Today the Church met its new leader, Jorge Mario Bergoglio, Pope Francis, the first Pontiff to take the name. Over the years I’ve grown skeptical about

Trying on some mighty fancy duds for a disciple of St. Francis...

Trying on some mighty fancy duds for a disciple of St. Francis…

the Church as I’ve applied the lessons of Jesus taught to me as a boy– love, acceptance, peace, respect– and seen the Church and the other Christian sects abandon them in favor of bigotry and stodgy dogmatism. The fact that finally a man has come along bold enough to take the name of Francis and wear it into the very palaces and gilded halls that represent everything that Francis rejected– well, I’m just not sure how to process that. Hypocrisy? Reform? Megalomania? Courage?

I can see a case for any of those attributes and a heck of a lot of others. Bergoglio is a member of the Society of Jesus, an order that delights in intellect and notoriously doesn’t give much thought or regard to what the rest of the Church thinks. He’s the first of his order to be elected Pope as the Jesuits in general eschew the high offices of the Church and the Church in turn had been delighted to keep an order that it never seems quite able to trust away from the keys to the Popemobile. Why now, when the Church is in the throes of so many problems and scandals, would the de facto ban on Jesuits be lifted by the Curia?
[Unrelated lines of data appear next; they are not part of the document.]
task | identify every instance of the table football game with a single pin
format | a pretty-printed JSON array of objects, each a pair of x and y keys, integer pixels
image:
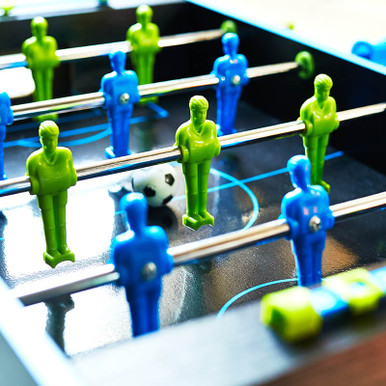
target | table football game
[{"x": 86, "y": 336}]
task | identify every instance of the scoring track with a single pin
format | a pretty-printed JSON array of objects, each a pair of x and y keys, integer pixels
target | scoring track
[{"x": 101, "y": 316}]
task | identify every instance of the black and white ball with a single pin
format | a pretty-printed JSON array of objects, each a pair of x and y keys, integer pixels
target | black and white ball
[{"x": 157, "y": 183}]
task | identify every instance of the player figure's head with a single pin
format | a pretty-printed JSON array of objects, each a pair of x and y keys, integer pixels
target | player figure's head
[
  {"x": 49, "y": 133},
  {"x": 117, "y": 60},
  {"x": 323, "y": 84},
  {"x": 144, "y": 15},
  {"x": 198, "y": 106},
  {"x": 39, "y": 27},
  {"x": 299, "y": 168},
  {"x": 230, "y": 43},
  {"x": 135, "y": 207}
]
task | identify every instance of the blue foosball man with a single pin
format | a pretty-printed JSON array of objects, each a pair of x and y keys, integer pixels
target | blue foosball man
[
  {"x": 231, "y": 69},
  {"x": 120, "y": 89},
  {"x": 141, "y": 258},
  {"x": 6, "y": 118},
  {"x": 308, "y": 214}
]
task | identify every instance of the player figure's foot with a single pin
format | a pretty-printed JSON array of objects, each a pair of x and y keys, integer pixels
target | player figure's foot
[
  {"x": 207, "y": 218},
  {"x": 220, "y": 132},
  {"x": 193, "y": 221},
  {"x": 53, "y": 257},
  {"x": 145, "y": 101},
  {"x": 109, "y": 153},
  {"x": 325, "y": 186}
]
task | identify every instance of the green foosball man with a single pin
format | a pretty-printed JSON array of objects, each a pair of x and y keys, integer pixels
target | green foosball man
[
  {"x": 320, "y": 117},
  {"x": 198, "y": 143},
  {"x": 51, "y": 173}
]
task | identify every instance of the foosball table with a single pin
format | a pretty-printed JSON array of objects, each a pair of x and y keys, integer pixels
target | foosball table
[{"x": 71, "y": 324}]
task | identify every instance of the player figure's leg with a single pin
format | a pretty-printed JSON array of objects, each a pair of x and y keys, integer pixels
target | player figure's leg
[
  {"x": 47, "y": 210},
  {"x": 203, "y": 175},
  {"x": 230, "y": 98},
  {"x": 153, "y": 310},
  {"x": 48, "y": 83},
  {"x": 139, "y": 314},
  {"x": 39, "y": 85},
  {"x": 318, "y": 248},
  {"x": 321, "y": 150},
  {"x": 2, "y": 138},
  {"x": 60, "y": 202},
  {"x": 311, "y": 146},
  {"x": 302, "y": 248},
  {"x": 191, "y": 218},
  {"x": 115, "y": 120}
]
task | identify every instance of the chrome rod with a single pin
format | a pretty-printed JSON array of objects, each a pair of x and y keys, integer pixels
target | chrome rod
[
  {"x": 168, "y": 154},
  {"x": 76, "y": 53},
  {"x": 52, "y": 288},
  {"x": 96, "y": 99}
]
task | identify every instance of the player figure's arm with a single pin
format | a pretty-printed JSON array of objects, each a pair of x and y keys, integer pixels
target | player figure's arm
[
  {"x": 216, "y": 142},
  {"x": 135, "y": 97},
  {"x": 333, "y": 103},
  {"x": 180, "y": 136},
  {"x": 287, "y": 213},
  {"x": 55, "y": 61},
  {"x": 115, "y": 259},
  {"x": 106, "y": 89},
  {"x": 304, "y": 116},
  {"x": 71, "y": 168},
  {"x": 31, "y": 173},
  {"x": 156, "y": 38},
  {"x": 25, "y": 49},
  {"x": 9, "y": 119},
  {"x": 244, "y": 78},
  {"x": 219, "y": 72}
]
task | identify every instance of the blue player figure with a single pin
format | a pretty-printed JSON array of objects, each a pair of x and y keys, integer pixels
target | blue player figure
[
  {"x": 307, "y": 211},
  {"x": 140, "y": 256},
  {"x": 120, "y": 90},
  {"x": 6, "y": 118},
  {"x": 231, "y": 69}
]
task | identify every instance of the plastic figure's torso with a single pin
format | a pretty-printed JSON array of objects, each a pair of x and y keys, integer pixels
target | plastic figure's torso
[
  {"x": 41, "y": 54},
  {"x": 323, "y": 119},
  {"x": 132, "y": 252},
  {"x": 202, "y": 146},
  {"x": 54, "y": 176},
  {"x": 115, "y": 85},
  {"x": 301, "y": 206},
  {"x": 144, "y": 41}
]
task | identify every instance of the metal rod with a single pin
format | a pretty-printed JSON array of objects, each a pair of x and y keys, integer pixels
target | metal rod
[
  {"x": 96, "y": 99},
  {"x": 76, "y": 53},
  {"x": 52, "y": 288},
  {"x": 168, "y": 154}
]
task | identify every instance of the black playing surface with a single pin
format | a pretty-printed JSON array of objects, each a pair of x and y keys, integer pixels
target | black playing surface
[{"x": 247, "y": 185}]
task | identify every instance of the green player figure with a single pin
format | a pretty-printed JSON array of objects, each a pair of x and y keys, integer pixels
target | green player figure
[
  {"x": 198, "y": 143},
  {"x": 319, "y": 115},
  {"x": 144, "y": 37},
  {"x": 51, "y": 173},
  {"x": 40, "y": 52}
]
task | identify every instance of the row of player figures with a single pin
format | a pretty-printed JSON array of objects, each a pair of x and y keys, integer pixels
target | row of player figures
[{"x": 306, "y": 208}]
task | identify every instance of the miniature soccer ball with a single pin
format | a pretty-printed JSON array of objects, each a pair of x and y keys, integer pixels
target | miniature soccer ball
[{"x": 157, "y": 183}]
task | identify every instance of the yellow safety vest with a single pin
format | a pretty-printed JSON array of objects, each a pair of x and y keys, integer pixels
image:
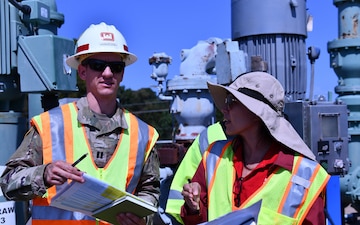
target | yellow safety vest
[
  {"x": 286, "y": 196},
  {"x": 188, "y": 166},
  {"x": 68, "y": 141}
]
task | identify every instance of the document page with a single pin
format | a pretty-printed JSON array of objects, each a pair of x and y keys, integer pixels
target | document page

Seemingly a man of firsts, Francis is also our first Latin American Pope. Famously hailing from Argentina albeit by way of an Italian heritage, Francis is seen as a change agent by the simple virtue of not being European. I question whether or not this is simple a case of geographic diversity (in the words of my friend Brian Fleischer) or if it is something greater; is geography destiny or meaningless happenstance in this instance? Does he represent substantive change or has the Curia simply added another of its standard issue?

The writings and public statements of the former Bergoglio don’t give me much cause for hope. His reputation is that of strict conservatism in terms of the social issues that dog today’s Church; he is fervently anti-gay, has spoken out against the expanded role of women in the Church and opposes the lifting of celibacy as a requirement of the priesthood. The unorthodoxy of the Jesuits seems lost on him; he was an early and vocal opponent of liberation theology and as the Jesuit Provincial of Argentina was known as a “man who never smiled”. It is said that he alienated many of his fellow SJs by allegedly collaborating with the military junta during the Dirty War, a claim he denies and which I don’t see sufficient evidence to believe or disbelieve at this point. What I do believe is that a man who can state that allowing loving gay parents to adopt and provide a home to orphans is “a form of discrimination against the child” is a man who has been blinded by his dogma.
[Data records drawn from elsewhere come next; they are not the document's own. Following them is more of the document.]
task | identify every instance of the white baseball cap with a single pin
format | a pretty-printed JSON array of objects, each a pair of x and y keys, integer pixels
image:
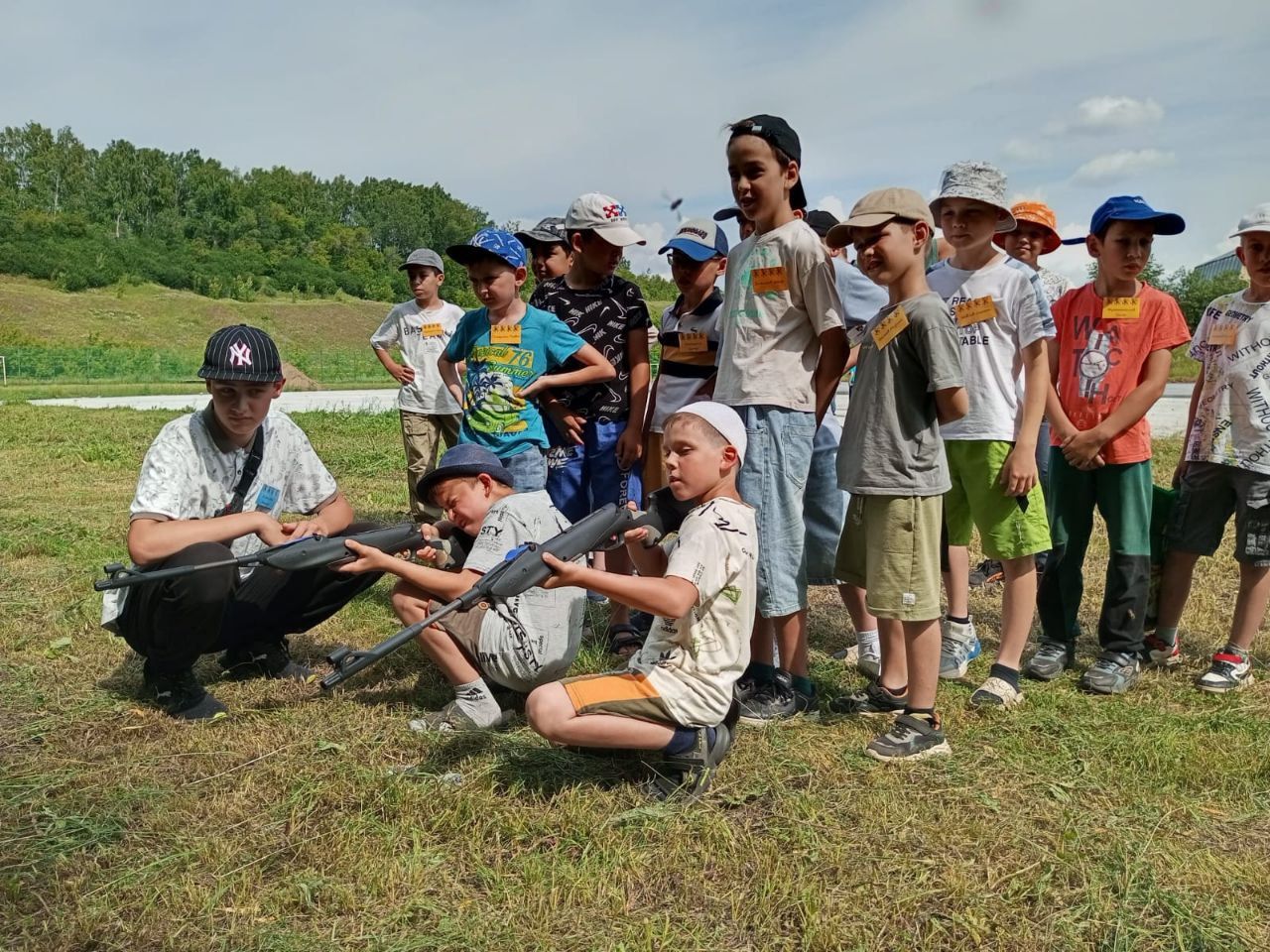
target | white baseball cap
[
  {"x": 603, "y": 214},
  {"x": 722, "y": 419},
  {"x": 1256, "y": 220}
]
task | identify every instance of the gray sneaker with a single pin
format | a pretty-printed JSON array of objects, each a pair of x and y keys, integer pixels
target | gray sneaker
[
  {"x": 1112, "y": 673},
  {"x": 910, "y": 739},
  {"x": 1051, "y": 660}
]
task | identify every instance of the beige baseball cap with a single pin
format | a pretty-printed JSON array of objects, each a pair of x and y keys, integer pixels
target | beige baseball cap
[{"x": 878, "y": 208}]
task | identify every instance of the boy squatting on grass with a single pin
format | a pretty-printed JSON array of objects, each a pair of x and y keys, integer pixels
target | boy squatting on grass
[
  {"x": 508, "y": 347},
  {"x": 213, "y": 486},
  {"x": 597, "y": 430},
  {"x": 517, "y": 643},
  {"x": 1109, "y": 366},
  {"x": 422, "y": 329},
  {"x": 781, "y": 354},
  {"x": 676, "y": 694},
  {"x": 1225, "y": 465},
  {"x": 1003, "y": 322},
  {"x": 894, "y": 468}
]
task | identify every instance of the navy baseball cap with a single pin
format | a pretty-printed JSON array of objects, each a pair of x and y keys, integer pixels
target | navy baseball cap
[
  {"x": 698, "y": 239},
  {"x": 1132, "y": 208},
  {"x": 490, "y": 241},
  {"x": 465, "y": 460},
  {"x": 241, "y": 352}
]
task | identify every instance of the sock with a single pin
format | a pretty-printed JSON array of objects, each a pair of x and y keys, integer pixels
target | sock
[
  {"x": 475, "y": 701},
  {"x": 685, "y": 738},
  {"x": 760, "y": 673},
  {"x": 1010, "y": 675}
]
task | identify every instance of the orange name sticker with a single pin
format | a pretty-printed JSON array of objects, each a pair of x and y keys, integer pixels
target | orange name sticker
[
  {"x": 1121, "y": 308},
  {"x": 1223, "y": 334},
  {"x": 889, "y": 327},
  {"x": 766, "y": 280},
  {"x": 504, "y": 334},
  {"x": 694, "y": 341},
  {"x": 975, "y": 311}
]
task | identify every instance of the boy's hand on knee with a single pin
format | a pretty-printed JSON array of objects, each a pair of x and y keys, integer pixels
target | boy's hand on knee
[{"x": 1019, "y": 472}]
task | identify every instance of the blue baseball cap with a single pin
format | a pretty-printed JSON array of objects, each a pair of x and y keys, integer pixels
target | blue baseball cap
[
  {"x": 490, "y": 241},
  {"x": 465, "y": 460},
  {"x": 1132, "y": 208},
  {"x": 699, "y": 239}
]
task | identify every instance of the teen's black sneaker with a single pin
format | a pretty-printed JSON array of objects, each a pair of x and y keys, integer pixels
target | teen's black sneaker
[
  {"x": 1230, "y": 670},
  {"x": 1112, "y": 673},
  {"x": 776, "y": 701},
  {"x": 871, "y": 701},
  {"x": 910, "y": 739},
  {"x": 689, "y": 774},
  {"x": 263, "y": 658},
  {"x": 182, "y": 696},
  {"x": 1049, "y": 660}
]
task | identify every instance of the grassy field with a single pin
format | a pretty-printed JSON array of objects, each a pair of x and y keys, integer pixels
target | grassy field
[{"x": 1076, "y": 823}]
His record and people’s opinions of him lead to contradictions. The “man who never smiled” is also known as a warm and humorous man. He supposedly sided with an authoritarian regime that robbed Argentina and its people blind but he is revered as a fervent defender of the poor; from what I have read he most assuredly seems to deserve that reverence. He had a palace and chauffeured limousine in Buenos Aires at his disposal by virtue of being the Archbishop, yet he lived in a small apartment, cooked his own meals and used public transportation– unquestionably displaying Franciscan values. He has managed to ascend to the heights of power in Rome while being renowned for being a guy who stayed at home in Buenos Aires, focusing on his pastoral duties and keeping Argentina’s parishes running, its priests ministering to the people.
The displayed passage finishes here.